Bolstering National Security and Defence Success Through Assured PNT
In an era defined by technological warfare and geopolitical uncertainty, safeguarding a nation's security has never been more paramount. In the navigation space, there is now a widespread occurrence of disruption and manipulation of GNSS signals in geopolitically sensitive regions, especially around Israel, Gaza and Ukraine. These phenomena, known as jamming and spoofing, are severely compromising the accuracy and reliability of critical military operations.
GNSS jamming and spoofing have deadly serious consequences for a nation’s security. As a result, defence organisations are urged to move away from GNSS-only solutions for positioning and navigation information. A reliable counterpart to this is assured PNT (Positioning, Navigation, and Timing), or A-PNT, which refers to the technologies, techniques and strategies that enable accurate targeting, secure communication and synchronised operations in situations where GNSS signals may be weak or disrupted. A prime example is high-performance inertial navigation system (INS), which uses a variety of environmental sensors to detect and measure an object’s change in motion.
When assessing the integrity of pure GNSS signals to counteract the impacts of jamming or spoofing, industries have mainly been using two methods called Receiver Autonomous Integrity Monitoring (RAIM) and FDE (Fault Detection and Exclusion).
A typical INS integrates a number of different sensors, including accelerometers, gyroscopes, and sometimes GNSS receivers, magnetometers and pressure sensors.
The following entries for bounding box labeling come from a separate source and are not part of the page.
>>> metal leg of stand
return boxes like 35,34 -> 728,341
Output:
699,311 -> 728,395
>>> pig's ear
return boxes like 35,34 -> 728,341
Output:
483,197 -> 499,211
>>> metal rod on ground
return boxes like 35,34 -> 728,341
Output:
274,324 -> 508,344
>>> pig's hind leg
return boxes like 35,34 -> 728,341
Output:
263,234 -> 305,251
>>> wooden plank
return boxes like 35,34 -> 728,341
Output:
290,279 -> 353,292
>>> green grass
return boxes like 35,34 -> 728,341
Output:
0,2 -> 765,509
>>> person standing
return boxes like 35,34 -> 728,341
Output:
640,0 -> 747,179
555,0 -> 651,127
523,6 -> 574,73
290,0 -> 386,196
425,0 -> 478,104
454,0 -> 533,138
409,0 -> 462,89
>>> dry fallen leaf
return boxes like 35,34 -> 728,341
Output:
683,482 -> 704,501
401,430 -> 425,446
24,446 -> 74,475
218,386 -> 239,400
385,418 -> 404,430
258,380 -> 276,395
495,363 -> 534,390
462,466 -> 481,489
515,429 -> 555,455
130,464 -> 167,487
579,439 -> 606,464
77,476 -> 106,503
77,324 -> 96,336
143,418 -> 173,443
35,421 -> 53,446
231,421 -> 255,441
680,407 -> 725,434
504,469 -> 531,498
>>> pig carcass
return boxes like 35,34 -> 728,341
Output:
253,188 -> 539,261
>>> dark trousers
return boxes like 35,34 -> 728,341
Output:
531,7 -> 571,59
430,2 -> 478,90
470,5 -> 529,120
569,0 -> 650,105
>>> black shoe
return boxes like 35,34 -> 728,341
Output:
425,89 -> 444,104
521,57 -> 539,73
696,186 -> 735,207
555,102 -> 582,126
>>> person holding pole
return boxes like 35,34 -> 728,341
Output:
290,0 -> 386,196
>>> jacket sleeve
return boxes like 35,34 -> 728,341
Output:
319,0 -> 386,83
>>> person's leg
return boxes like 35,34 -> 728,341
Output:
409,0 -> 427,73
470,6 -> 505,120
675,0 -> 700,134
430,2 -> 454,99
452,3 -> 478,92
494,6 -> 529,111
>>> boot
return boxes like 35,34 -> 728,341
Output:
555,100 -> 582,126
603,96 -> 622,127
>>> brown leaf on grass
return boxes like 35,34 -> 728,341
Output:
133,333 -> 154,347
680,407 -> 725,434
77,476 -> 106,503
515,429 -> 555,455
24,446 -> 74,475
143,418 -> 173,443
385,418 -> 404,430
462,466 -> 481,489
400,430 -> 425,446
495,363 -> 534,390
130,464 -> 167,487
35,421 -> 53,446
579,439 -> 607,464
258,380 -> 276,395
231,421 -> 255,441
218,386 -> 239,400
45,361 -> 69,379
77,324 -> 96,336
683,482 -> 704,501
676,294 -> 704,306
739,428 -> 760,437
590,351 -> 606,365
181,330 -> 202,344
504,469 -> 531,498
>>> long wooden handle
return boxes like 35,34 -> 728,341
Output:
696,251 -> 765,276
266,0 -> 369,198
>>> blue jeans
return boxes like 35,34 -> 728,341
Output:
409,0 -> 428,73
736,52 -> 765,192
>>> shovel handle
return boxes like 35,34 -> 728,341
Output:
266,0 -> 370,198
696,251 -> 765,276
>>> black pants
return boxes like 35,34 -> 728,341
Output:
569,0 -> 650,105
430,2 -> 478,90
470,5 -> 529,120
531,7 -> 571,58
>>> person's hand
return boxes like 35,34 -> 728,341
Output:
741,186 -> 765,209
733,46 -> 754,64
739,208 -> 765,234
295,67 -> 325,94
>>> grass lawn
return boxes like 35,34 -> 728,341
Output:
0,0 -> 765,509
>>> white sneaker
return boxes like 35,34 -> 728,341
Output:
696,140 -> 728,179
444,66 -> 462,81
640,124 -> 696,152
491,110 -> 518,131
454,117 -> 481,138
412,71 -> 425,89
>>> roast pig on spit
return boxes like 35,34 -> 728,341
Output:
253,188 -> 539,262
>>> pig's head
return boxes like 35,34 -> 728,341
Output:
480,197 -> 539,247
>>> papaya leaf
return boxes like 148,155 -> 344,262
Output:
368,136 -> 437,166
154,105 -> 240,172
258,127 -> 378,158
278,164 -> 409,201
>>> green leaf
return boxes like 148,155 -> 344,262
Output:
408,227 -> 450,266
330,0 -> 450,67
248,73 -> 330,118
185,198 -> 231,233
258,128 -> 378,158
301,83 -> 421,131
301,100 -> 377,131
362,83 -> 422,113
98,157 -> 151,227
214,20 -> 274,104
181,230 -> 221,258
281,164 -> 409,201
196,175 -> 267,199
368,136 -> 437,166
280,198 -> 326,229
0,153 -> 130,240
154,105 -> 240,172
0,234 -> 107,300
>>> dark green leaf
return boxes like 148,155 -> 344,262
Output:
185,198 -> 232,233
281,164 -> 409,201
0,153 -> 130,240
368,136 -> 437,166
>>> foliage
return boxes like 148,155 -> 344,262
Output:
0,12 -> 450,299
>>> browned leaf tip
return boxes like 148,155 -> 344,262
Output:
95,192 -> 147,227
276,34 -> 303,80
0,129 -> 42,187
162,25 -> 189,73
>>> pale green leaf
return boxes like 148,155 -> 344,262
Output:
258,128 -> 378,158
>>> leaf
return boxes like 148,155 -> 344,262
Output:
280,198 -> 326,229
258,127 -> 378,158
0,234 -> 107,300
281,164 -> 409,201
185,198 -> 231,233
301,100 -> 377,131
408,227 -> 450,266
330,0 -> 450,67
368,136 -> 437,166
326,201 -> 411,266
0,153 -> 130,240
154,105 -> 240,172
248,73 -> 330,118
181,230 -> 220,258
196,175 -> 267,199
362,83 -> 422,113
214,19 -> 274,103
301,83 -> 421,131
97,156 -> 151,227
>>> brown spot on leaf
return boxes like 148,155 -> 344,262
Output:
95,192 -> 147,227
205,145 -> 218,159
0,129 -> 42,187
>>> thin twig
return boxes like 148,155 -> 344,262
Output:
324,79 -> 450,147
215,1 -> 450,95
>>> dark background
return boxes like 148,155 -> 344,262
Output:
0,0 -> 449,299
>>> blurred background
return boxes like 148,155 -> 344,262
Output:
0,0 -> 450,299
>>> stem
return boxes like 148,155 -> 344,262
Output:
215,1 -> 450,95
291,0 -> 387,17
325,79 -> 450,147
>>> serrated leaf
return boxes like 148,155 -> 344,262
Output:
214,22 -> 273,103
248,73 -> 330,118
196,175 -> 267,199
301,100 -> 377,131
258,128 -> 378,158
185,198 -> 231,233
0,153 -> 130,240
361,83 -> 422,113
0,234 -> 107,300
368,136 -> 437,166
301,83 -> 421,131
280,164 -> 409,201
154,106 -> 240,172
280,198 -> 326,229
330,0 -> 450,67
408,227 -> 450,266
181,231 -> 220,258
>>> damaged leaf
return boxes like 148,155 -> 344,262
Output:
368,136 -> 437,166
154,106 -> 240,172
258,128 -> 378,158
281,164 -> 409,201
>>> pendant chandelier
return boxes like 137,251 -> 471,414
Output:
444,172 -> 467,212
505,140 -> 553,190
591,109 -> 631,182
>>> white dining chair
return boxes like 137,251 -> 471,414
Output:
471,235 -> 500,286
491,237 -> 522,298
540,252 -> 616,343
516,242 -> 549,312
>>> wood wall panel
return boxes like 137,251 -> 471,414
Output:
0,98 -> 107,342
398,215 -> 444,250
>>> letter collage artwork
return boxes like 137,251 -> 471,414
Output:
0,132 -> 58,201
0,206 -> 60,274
This comprehensive dataset from multiple sources allows a different assessment method to be used, called inertial integrity monitoring. This method allows an INS to identify GNSS spoofing and ignore it, ensuring the accuracy, completeness and reliability of positioning data at all times. A-PNT solutions like these are of critical importance to the functioning of defence technology infrastructure.
Advanced Navigation’s AI-fusion Artificial Neural Network
In 2012, Advanced Navigation entered the A-PNT space by commercialising a fusion Artificial Neural Network (ANN) from university research. Prior to this, industries had traditionally been relying on an algorithm developed in the 1960s, called the Kalman filter, for guidance and navigation applications. This algorithm faced limitations in correcting certain errors in the process of determining an object’s position, such as biases, scale-factor errors, instabilities and noises.
Advanced Navigation’s ANN delivered significant breakthroughs. It features integrity monitoring that is far more superior to traditional filters, allowing it to reject erroneous measurements and adjust accuracies for inconsistent data at a much deeper level. This gives the system far greater performance in difficult conditions, where larger volumes of erroneous data are typically more prevalent. Performance increases are especially noticeable in multi-path (reflected signals) GNSS conditions, such as urban canyons.
Equipped with self-learning capabilities, ANN is able to convert inputs from various sensors into better resulting outputs as more data becomes available over time. This allows A-PNT systems to use previous data to identify and compensate for sensor drift, causing accuracy to improve over time.
Aiding the defence sector
This AI-based filtering technology has made significant breakthroughs, pushing A-PNT into a new era. Today, ANN is built into Advanced Navigation’s whole array of hardware offerings, including micro-electromechanical systems (MEMS), digital fibre-optic gyroscopes (digital FOG), inertial measurement units (IMU) and others.
The applications for these systems in the defence sector are undeniably vast. For instance, Advanced Navigation is supporting defence primes such as BAE Systems to upgrade its fleet of CV90 tracked vehicles with Motus, an ultra-high accuracy MEMS IMU. Dynetics selected Advanced Navigation for its Gremlins program, which involved launching and retrieving UAS drones in-flight.
Advanced Navigation is also partnering with Intuitive Machines, delivering patent-pending light detection altimetry and velocimetry (LiDAV) technology to enable reliable autonomous landing and take-off on the lunar surface, as part of the NASA’s Commercial Lunar Payload Services (CLPS) program.
Safeguarding national security
There’s now a huge demand for autonomous operation in complex electronic warfare environments where GNSS signals are denied or greatly interfered. Having sovereign control over A-PNT data therefore ensures reliable decision-making, strategic autonomy, and heightened combat efficiency in the face of emerging threats and security concerns. More than a strategic advantage, it is the key to safeguarding national security.